Assim, isso não é uma conta simples, uma regra de três. Se outros países não tiveram o mesmo desempenho que o Brasil, muito provavelmente isso se deve à soma de, pelo menos, dois fatores bem objetivos: a contribuição destes países no total da base, antes da inclusão dos novos títulos, e o total de artigos publicados nestes novos títulos.

É com preocupação que percebo nos discursos oficiais a prevalência de uma verdade disfarçada. Por que será? A verdade verdadeira acerca deste fabuloso crescimento tem como principal ator (ou atriz!) as revistas brasileiras, que para muitos divulgam um conhecimento novo de 2a categoria.

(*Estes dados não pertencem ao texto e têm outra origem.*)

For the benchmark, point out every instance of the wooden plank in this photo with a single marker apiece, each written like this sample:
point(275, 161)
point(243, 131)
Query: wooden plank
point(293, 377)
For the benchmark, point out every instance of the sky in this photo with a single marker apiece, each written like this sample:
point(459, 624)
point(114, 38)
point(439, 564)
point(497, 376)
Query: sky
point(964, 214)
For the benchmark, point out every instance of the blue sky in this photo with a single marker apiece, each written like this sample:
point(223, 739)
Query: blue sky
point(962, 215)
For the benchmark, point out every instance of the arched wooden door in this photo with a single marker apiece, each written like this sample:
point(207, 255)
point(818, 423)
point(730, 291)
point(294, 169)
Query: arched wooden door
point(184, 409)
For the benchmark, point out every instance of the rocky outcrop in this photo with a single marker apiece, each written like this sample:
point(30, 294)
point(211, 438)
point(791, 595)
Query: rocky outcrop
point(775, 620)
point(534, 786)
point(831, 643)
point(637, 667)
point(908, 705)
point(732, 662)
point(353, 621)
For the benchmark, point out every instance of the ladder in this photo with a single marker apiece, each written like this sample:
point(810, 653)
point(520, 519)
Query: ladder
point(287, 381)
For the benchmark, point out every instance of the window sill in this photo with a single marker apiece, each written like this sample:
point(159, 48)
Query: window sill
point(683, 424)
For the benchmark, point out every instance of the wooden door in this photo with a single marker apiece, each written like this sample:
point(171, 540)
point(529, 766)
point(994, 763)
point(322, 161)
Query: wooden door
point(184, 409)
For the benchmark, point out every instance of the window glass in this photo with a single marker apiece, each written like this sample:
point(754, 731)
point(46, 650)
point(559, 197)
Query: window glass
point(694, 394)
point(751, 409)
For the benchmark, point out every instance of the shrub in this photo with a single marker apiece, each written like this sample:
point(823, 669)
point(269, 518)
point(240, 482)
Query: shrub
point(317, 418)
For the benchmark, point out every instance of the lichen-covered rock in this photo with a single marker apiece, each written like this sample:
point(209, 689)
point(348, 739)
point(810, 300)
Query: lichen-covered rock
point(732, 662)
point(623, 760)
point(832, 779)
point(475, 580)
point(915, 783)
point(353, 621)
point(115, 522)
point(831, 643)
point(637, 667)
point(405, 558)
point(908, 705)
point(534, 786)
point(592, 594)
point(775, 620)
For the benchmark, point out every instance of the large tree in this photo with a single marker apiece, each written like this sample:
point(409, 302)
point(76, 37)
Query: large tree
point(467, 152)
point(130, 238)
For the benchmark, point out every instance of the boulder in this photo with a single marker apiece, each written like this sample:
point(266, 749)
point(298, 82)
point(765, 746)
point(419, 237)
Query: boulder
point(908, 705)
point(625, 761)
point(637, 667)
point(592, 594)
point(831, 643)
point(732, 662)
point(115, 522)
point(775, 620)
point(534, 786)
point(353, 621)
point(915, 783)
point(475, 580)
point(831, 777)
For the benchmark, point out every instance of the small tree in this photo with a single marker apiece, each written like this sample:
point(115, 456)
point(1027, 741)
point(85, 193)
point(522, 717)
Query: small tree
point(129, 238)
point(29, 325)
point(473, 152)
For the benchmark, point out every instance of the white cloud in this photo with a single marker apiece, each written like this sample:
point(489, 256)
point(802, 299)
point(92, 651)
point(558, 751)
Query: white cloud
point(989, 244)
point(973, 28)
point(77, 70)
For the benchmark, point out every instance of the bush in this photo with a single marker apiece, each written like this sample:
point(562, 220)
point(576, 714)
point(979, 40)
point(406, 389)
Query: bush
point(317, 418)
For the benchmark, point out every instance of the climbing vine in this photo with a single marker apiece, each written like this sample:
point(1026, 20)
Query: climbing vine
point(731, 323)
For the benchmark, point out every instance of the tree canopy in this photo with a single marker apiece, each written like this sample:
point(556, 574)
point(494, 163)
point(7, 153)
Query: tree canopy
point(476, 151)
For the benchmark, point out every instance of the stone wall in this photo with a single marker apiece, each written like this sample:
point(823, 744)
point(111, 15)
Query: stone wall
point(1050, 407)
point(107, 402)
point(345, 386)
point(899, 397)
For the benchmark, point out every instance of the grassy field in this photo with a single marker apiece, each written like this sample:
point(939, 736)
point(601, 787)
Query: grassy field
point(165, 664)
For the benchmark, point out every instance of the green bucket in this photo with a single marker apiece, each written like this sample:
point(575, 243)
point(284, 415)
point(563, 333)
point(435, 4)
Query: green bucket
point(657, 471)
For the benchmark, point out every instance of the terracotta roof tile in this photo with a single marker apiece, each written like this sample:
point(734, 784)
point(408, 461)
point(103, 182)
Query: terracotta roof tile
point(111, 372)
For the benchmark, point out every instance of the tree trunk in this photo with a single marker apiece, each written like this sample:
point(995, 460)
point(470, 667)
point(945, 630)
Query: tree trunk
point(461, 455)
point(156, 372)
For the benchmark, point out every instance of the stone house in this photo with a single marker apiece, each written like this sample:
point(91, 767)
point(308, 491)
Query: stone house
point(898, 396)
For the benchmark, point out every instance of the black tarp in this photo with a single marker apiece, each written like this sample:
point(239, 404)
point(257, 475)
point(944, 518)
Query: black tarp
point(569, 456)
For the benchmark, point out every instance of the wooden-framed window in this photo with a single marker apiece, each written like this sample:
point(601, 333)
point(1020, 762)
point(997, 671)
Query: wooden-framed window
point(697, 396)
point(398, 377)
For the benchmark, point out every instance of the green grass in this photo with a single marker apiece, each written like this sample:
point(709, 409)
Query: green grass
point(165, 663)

Essas revistas sempre se destinaram a publicar o conhecimento gerado dentro de nosso país; um conhecimento gerado e fruto do esforço de milhares de pós-graduandos e pesquisadores, que seguramente tiveram direta ou indiretamente muito apoio das agências federais e estaduais. Mas, até dois anos atrás, este mesmo conhecimento era prioritariamente olhado por nós, via SciELO; agora também ganha o público internacional. Que ótimo! Vamos comemorar o papel estratégico destas revistas, que apesar de relegadas a um segundo plano, se fortaleceram e estão levando o nome do Brasil ao exterior e possibilitando uma enorme visibilidade à pesquisa brasileira no meio acadêmico e científico dos quatro cantos do mundo.

Se quisermos dar mais visibilidade à ciência brasileira, um bom caminho – fora todas as iniciativas já consolidadas pelas agencias – é fortalecer cada vez mais estes periódicos.

A verdade verdadeira não deve ser temida; temos que reconhecer que a verdade disfarçada não basta para explicar tecnicamente este crescimento recente da produção científica brasileira. Não tenho dúvidas de que em breve veremos uma tremenda transformação: se hoje estes periódicos ainda guardam o estigma de 2ª categoria, dentro de três a cinco anos serão importantes meios de divulgação dos trabalhos de pesquisadores de renome, aqueles mesmos que ainda olham esquisito para estes veículos. Fato impossível de imaginar, se não houvesse a indexação.

Mas, como por traz de toda hipótese há de se ter um trabalho de pesquisa que a valide ou não, convido a todos para entender mais este desafio sobre a Verdade da ciência brasileira: qual será o impacto na composição dos autores dos periódicos que passaram a ser indexados na base Thompson?